Subject: sched_changepri, and priority levels
To: None <tech-kern@netbsd.org>
From: Andrew Doran <ad@netbsd.org>
List: tech-kern
Date: 03/06/2007 17:19:51
On Tue, Mar 06, 2007 at 04:47:23AM +0900, YAMAMOTO Takashi wrote:

> > > > Right now the drop in
> > > > priority takes place in userret(). I think that should be moved back into
> > > > remrunqueue() once cpu_switch() is eliminated.
> > > 
> > > i think userret() is a better place to unboost an lwp than remrunqueue().
> > > if it was in remrunqueue() and we support in-kernel preemption,
> > > an lwp can be preempted immediately after scheduled.
> > 
> > Perhaps not remrunqueue() but at the point where the LWP is picked and set
> > running, so mi_switch(). What was I thinking is that we only want to do
> > kernel preemption for LWPs running with priority above the user/kernel
> > level. Were you thinking of something else?
> 
> i'm not sure in which case kernel preemption should happen.
> i'm just wondering what's wrong with restoring it in userret().

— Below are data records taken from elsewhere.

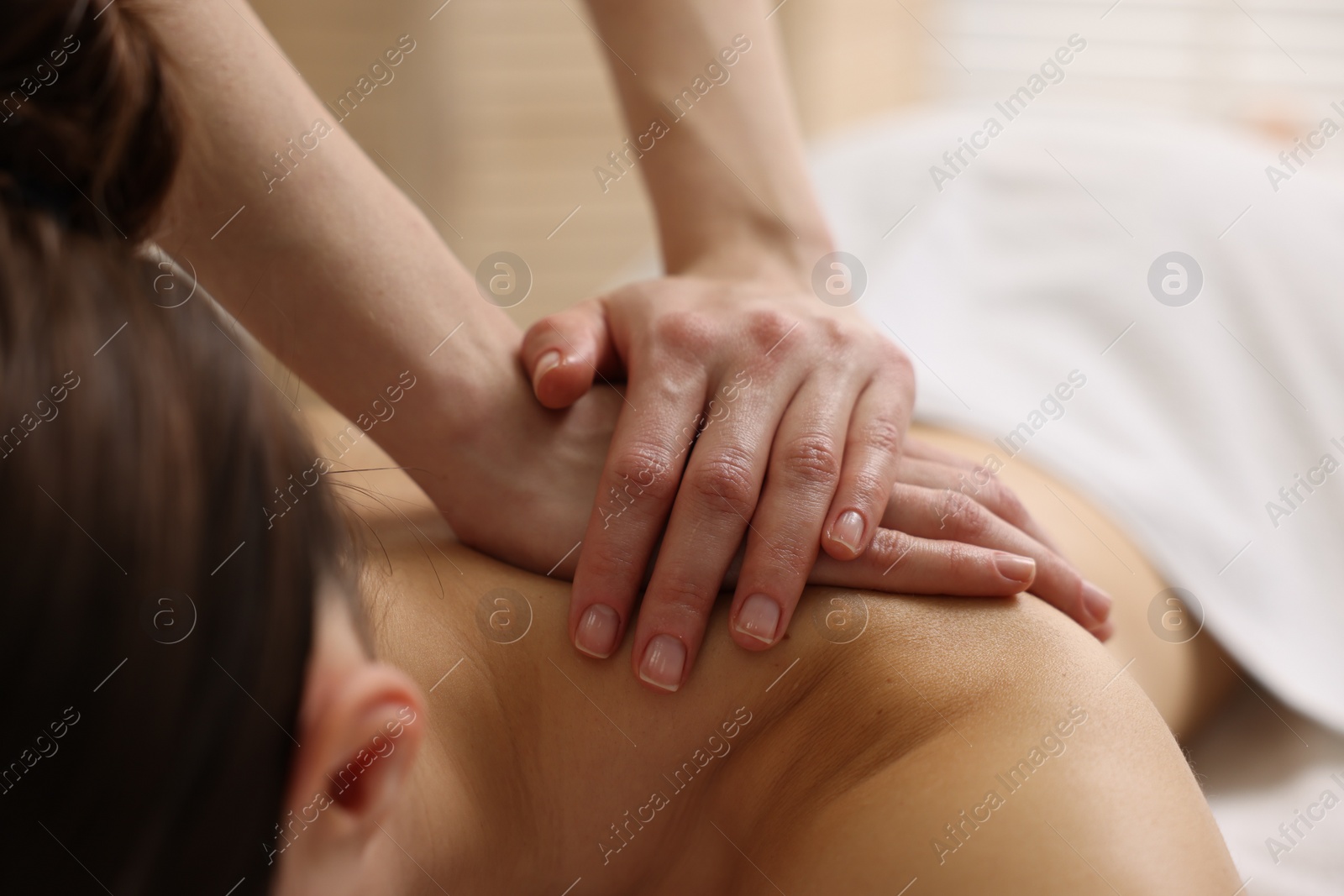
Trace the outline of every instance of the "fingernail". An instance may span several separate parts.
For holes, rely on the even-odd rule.
[[[536,367],[532,371],[532,388],[535,390],[538,384],[540,384],[542,377],[559,365],[560,365],[560,353],[554,348],[548,352],[544,352],[542,357],[536,359]]]
[[[857,553],[863,544],[863,517],[859,516],[859,512],[845,510],[841,513],[836,519],[836,524],[831,527],[831,537]]]
[[[621,629],[621,617],[605,603],[594,603],[579,619],[574,633],[574,646],[590,657],[606,660],[616,650],[616,633]]]
[[[1083,582],[1083,610],[1097,622],[1105,622],[1110,615],[1110,595],[1091,582]]]
[[[1016,553],[1003,551],[995,553],[995,568],[999,570],[999,575],[1019,584],[1028,584],[1036,578],[1036,562]]]
[[[669,634],[660,634],[649,641],[649,646],[644,649],[640,677],[655,688],[676,690],[681,686],[684,668],[685,645]]]
[[[761,643],[774,643],[774,630],[780,626],[780,604],[767,595],[753,594],[738,610],[737,630]]]

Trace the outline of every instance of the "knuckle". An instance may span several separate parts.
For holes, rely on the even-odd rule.
[[[732,509],[750,516],[755,505],[755,481],[751,457],[737,447],[724,446],[708,455],[696,470],[694,484],[707,502],[727,501]]]
[[[710,321],[698,312],[667,312],[653,322],[653,337],[667,351],[703,352],[712,336]]]
[[[612,488],[622,490],[634,488],[655,501],[669,500],[676,494],[672,458],[663,447],[636,443],[612,463]]]
[[[948,529],[950,527],[961,525],[962,517],[972,513],[972,506],[976,502],[968,498],[961,492],[953,492],[952,489],[943,489],[941,497],[934,501],[934,513],[938,516],[938,528]]]
[[[905,441],[900,426],[887,416],[879,416],[864,424],[859,433],[859,439],[876,454],[894,458]]]
[[[765,544],[770,552],[770,566],[780,579],[805,576],[817,559],[817,547],[794,537],[775,537]]]
[[[882,363],[891,368],[896,376],[900,379],[914,379],[915,365],[910,361],[910,356],[906,355],[903,348],[890,339],[883,339],[879,352]]]
[[[835,441],[820,433],[789,439],[780,453],[778,463],[789,480],[805,485],[832,485],[840,476],[840,454]]]
[[[784,339],[797,320],[777,308],[757,308],[747,316],[747,333],[765,351]]]
[[[1004,520],[1020,525],[1031,519],[1027,513],[1027,505],[1021,502],[1017,493],[1001,484],[999,480],[989,480],[989,484],[982,486],[986,492],[985,502],[995,508],[995,510]]]
[[[653,599],[660,604],[663,614],[699,621],[703,625],[716,598],[716,587],[676,576],[660,583]]]
[[[898,529],[878,529],[864,556],[880,566],[883,571],[899,570],[910,562],[910,555],[917,544],[914,536]]]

To change it in userret() we would need to acquire a lock or use an atomic
sequence, which is too expensive to do on every syscall. I think your idea
of having a flag that says "the LWP has kernel priority" could be a good
way to deal with this. Dropping the level in mi_switch() would be another.
Either way we would need to reset one of those before hitting userret() in
order to avoid the atomic operations.

On the subject of priority levels, here is one suggestion and some notes:

160 - 191       Interrupt (32)
96 - 160        Real time (64)
64 - 95         Kernel (32)
0 - 63          User (64)

o FreeBSD positions "real time" below kernel, this is the other way around.
o FreeBSD also has the concept of idle priority levels. Is this something
  we also want? Are multiple levels required?
o Low really does mean low, and high means high. Traditionally the priority
  has been "inverted".
o It's fairly arbitrary!

Here's what FreeBSD currently provides:

 * Priorities range from 0 to 255, but differences of less then 4 (RQ_PPQ)
 * are insignificant.  Ranges are as follows:
 *
 * Interrupt threads:		0 - 63
 * Top half kernel threads:	64 - 127
 * Realtime user threads:	128 - 159
 * Time sharing user threads:	160 - 223
 * Idle user threads:		224 - 255

And Linux:

Normal 			100 - 139 (40)
Batch (idle, fixed) 	100 - 139 (40)
Real time		0 - 99 (100)

Comments?

Cheers,
Andrew